About 10 percent of Americans claim Irish heritage, which means a heck of a lot more Irish in the U.S. than the seven million souls who inhabit the actual island of Ireland.
Thus, we welcome Flutter from the Old Sod to the New York Stock Exchange and soon, if shareholders approve, its primary listing from London to the counties across the sea.
Historical note: Flutter began as a merger of 40 betting shops in Ireland into Paddy Power, a name derived from Power, one of the founders, and Patrick, the name of another partner. It had all of 8 percent of the Irish off-course betting market before it grew into publicly owned wagering powerhouse Flutter.
So what does this have to do with investors? Jefferies analyst James Wheatcroft has an answer: FLUT (the company’s new American ticker symbol) should grow EBITDA from its U.S. operation, FanDuel, from $101 million last year to over $2.6 billion in 2030. And this is only for states where sports betting/iGaming is legal today.
For comparison, FLTR (its current London ticker symbol) generated EBITDA under $2 billion for the whole company last year. He assumes Flutter simply maintains its combined U.S. sports betting-iGaming market share of 34 percent.
And then there is potential growth globally.
Nearer term, Flutter offers a chance for investors to profit, if analysts are correct. Wheatcroft’s stock price target, for example, is £195, up from a current £163. His valuation assumptions are not rich, with enterprise value-to-EBITDA falling from 21.1 times to 11.8, and earnings per share ratio declining from 40.2 times to 18.5 times by 2026.
Finally, for those who like some money back in their pockets not just reflected on a financial statement, Wheatcroft projects initiation of a dividend that would yield 1.6 percent this year and rise to 2.7 percent in two years.
Other analysts also see Flutter progressing with earnings and free cash flow growing while debt falls.
The projections of Flutter’s dominance comes amid what, on the surface, seems a fluid North American market. Companies PointsBet and Kindred are leaving while new competitors such as Fanatics move in and others drum up major new relationships including PENN Entertainment with ESPN and DraftKings with Barstool.
But all the headlines merely distract from an ever-more clear reality: the U.S. online/iGaming market is dominated by just several competitors and, increasingly, just two—FanDuel and DraftKings.
No matter the market arrangements, no matter the new players, no matter the boasts by brick-and-mortar casino operators of their multimillion-player databases, the market remains FanDuel followed by DraftKings followed by a receding Bet MGM.
Sports betting and iGaming combined, FanDuel has 34 percent market share, DraftKings 29 percent and BetMGM 14 percent. As might be expected given its brick-and-mortar casino customer base, BetMGM is considerably stronger in iGaming at 23 percent, which follows DraftKings 26 percent and bests FanDuel’s 21 percent.
In retrospect, the reasons for the big market shares of FanDuel and DraftKings are clear.
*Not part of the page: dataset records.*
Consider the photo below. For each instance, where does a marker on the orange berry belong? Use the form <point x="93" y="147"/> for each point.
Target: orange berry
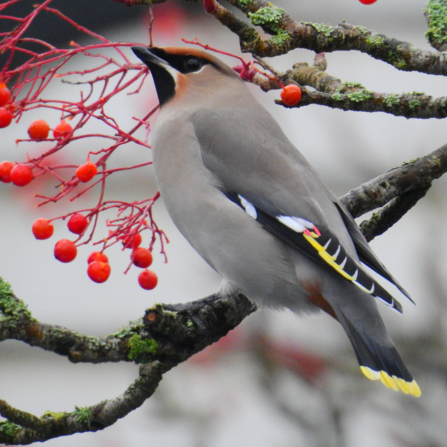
<point x="21" y="175"/>
<point x="291" y="95"/>
<point x="5" y="171"/>
<point x="86" y="172"/>
<point x="97" y="256"/>
<point x="65" y="250"/>
<point x="38" y="130"/>
<point x="62" y="129"/>
<point x="5" y="95"/>
<point x="42" y="229"/>
<point x="128" y="242"/>
<point x="77" y="223"/>
<point x="148" y="279"/>
<point x="5" y="117"/>
<point x="141" y="257"/>
<point x="99" y="271"/>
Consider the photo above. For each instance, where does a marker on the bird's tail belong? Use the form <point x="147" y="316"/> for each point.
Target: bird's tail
<point x="377" y="356"/>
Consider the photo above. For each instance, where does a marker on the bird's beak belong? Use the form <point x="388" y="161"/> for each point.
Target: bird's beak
<point x="145" y="55"/>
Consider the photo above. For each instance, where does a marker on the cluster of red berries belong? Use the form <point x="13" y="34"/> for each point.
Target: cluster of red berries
<point x="39" y="130"/>
<point x="21" y="174"/>
<point x="98" y="264"/>
<point x="5" y="106"/>
<point x="291" y="95"/>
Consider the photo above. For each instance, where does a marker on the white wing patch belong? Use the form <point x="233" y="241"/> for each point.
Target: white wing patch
<point x="249" y="208"/>
<point x="296" y="224"/>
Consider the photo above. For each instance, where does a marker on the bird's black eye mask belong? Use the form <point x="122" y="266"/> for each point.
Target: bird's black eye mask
<point x="183" y="63"/>
<point x="164" y="80"/>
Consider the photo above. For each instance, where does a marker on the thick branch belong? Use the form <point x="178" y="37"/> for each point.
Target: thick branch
<point x="24" y="428"/>
<point x="413" y="175"/>
<point x="166" y="336"/>
<point x="289" y="34"/>
<point x="397" y="191"/>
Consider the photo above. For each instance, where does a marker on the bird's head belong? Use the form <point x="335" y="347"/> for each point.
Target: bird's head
<point x="174" y="69"/>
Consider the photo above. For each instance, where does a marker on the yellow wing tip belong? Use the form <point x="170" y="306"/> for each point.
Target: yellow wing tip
<point x="392" y="382"/>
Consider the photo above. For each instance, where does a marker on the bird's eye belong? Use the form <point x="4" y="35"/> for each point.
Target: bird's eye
<point x="193" y="64"/>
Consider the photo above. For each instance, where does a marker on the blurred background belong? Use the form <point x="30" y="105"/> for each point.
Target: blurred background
<point x="277" y="380"/>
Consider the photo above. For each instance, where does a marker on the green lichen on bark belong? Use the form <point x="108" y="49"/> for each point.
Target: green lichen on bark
<point x="142" y="350"/>
<point x="271" y="17"/>
<point x="436" y="14"/>
<point x="391" y="100"/>
<point x="9" y="428"/>
<point x="83" y="415"/>
<point x="321" y="28"/>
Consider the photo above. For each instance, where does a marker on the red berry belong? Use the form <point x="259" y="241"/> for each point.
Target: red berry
<point x="147" y="279"/>
<point x="5" y="171"/>
<point x="291" y="95"/>
<point x="62" y="129"/>
<point x="97" y="256"/>
<point x="141" y="257"/>
<point x="77" y="223"/>
<point x="5" y="95"/>
<point x="129" y="243"/>
<point x="42" y="229"/>
<point x="21" y="175"/>
<point x="65" y="250"/>
<point x="99" y="271"/>
<point x="38" y="130"/>
<point x="86" y="172"/>
<point x="5" y="117"/>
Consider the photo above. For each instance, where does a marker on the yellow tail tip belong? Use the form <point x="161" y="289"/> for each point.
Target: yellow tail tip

Their millions of fantasy sports players were more naturally converted to online sports bettors than the customers of the giant brick-and-mortar casino companies.
The market shares have also been influenced by heavy promotion to build those shares. The emphasis by most operators now is to cut marketing costs and become profitable. That is an easier conversion for FanDuel as parent Flutter came to North America with its own technology and was already profitable in the space.
Of course, investors still have plenty of choices, from brick-and-mortar operators turning digitally profitable like Caesars, small pure plays like Rush Street Interactive, affiliates and sports data providers, brick-and-mortar hybrids like MGM or, in the sense that it owns 5 percent of FanDuel and has its own iGaming operation, Boyd.
But there is only one global digital pure play with its own technology, existing and growing profitability and large market shares in the biggest markets—Flutter.